Pattern three: Debt becomes central to financing.
At the start of a boom, companies usually fund capex from retained earnings, but as investment ramps up, debt becomes the main source.
In October 2025, Meta announced a $27 billion data center financing deal via off-balance-sheet special purpose entities. Oracle secured a $38 billion loan, then raised another $18 billion in bonds, bringing total debt near $96 billion.
Even more troubling is the rise of new cloud providers like CoreWeave. As of October 2025, CoreWeave’s credit default swap rate jumped from 359 to 532 basis points.
Pattern four: Asset price peaks come before investment spending declines.
Historically, asset prices—like stocks—peak during capex booms before actual investment spending starts to drop. Even as spending falls from the peak, absolute levels can stay high, worsening overcapacity. Investors who wait for “clear signs of declining investment” often miss the best window to act.
Pattern five: Capex busts and recessions reinforce each other.
Tech bubbles tend to burst in two stages:
The first is the end of speculation and the onset of overcapacity; the second is a collapse in capex dragging down the broader economy and driving corporate profits into a downward spiral.
The report notes that the 2001 U.S. recession wasn’t caused by weakening fundamentals, but by the collapse in capex following the dot-com bust. The real estate bubble in 2002 temporarily offset the shock, but it’s unclear if another bubble will cushion the fallout from an AI bust.
Based on historical patterns, BCA Research believes the AI boom mirrors previous bubbles and will likely end within 6 to 12 months. This view is backed by multiple risk signals already evident in the AI sector.
On adoption: AI’s real-world rollout is lagging behind intense capital enthusiasm. Corporate adoption rates are stuck, and consumer willingness to pay for AI apps remains unproven.
On pricing: The sharp drop in token prices signals deflationary pressure, while the commercial value of new applications like video generation is still uncertain.
On debt: AI firms’ capital structures increasingly rely on debt, and credit risk is starting to emerge for some players.

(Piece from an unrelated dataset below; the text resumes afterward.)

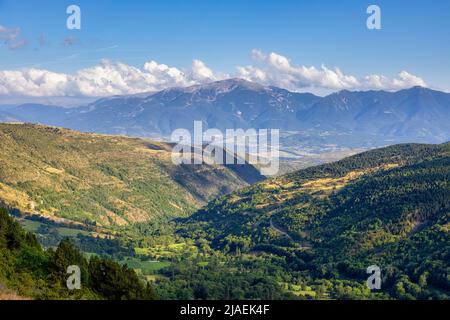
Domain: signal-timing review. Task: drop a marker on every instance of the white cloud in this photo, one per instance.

The report highlights four key forward-looking indicators:
First, analysts’ revisions to future capex forecasts—if ever-rising projections flatten out, it could be a warning sign;
Second, GPU rental costs, which have started to decline since May 2025;
Third, the free cash flow of hyperscale companies, which, though still high, is showing signs of deterioration;
Fourth, a “metaverse moment”—when an AI company’s stock falls after announcing a major project, signaling a clear shift in market sentiment.

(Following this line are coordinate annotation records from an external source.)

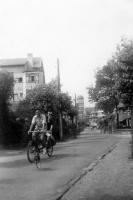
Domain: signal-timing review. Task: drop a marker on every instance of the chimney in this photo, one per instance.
(30, 59)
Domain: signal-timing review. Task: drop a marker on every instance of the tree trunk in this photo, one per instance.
(132, 127)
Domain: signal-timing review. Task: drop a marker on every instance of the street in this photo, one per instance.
(21, 180)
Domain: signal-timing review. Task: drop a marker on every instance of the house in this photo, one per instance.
(27, 72)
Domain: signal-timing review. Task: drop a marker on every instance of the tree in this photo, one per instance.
(114, 81)
(124, 57)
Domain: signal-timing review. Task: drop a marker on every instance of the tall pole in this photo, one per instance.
(76, 110)
(59, 91)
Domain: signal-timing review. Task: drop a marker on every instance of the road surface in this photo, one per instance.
(20, 180)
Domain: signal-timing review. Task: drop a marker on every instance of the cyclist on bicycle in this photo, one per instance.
(50, 125)
(38, 123)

BCA Research recommends a “moderately defensive” investment strategy. In the short term (three months), maintain a neutral equity allocation; in the medium term (12 months), moderately underweight stocks; and in the coming months, increase defensiveness further.
Specifically, investors should closely monitor the four leading indicators above, avoid waiting for clear investment declines before adjusting, and consider defensive sectors and high-quality bonds to hedge against large swings in AI-linked assets.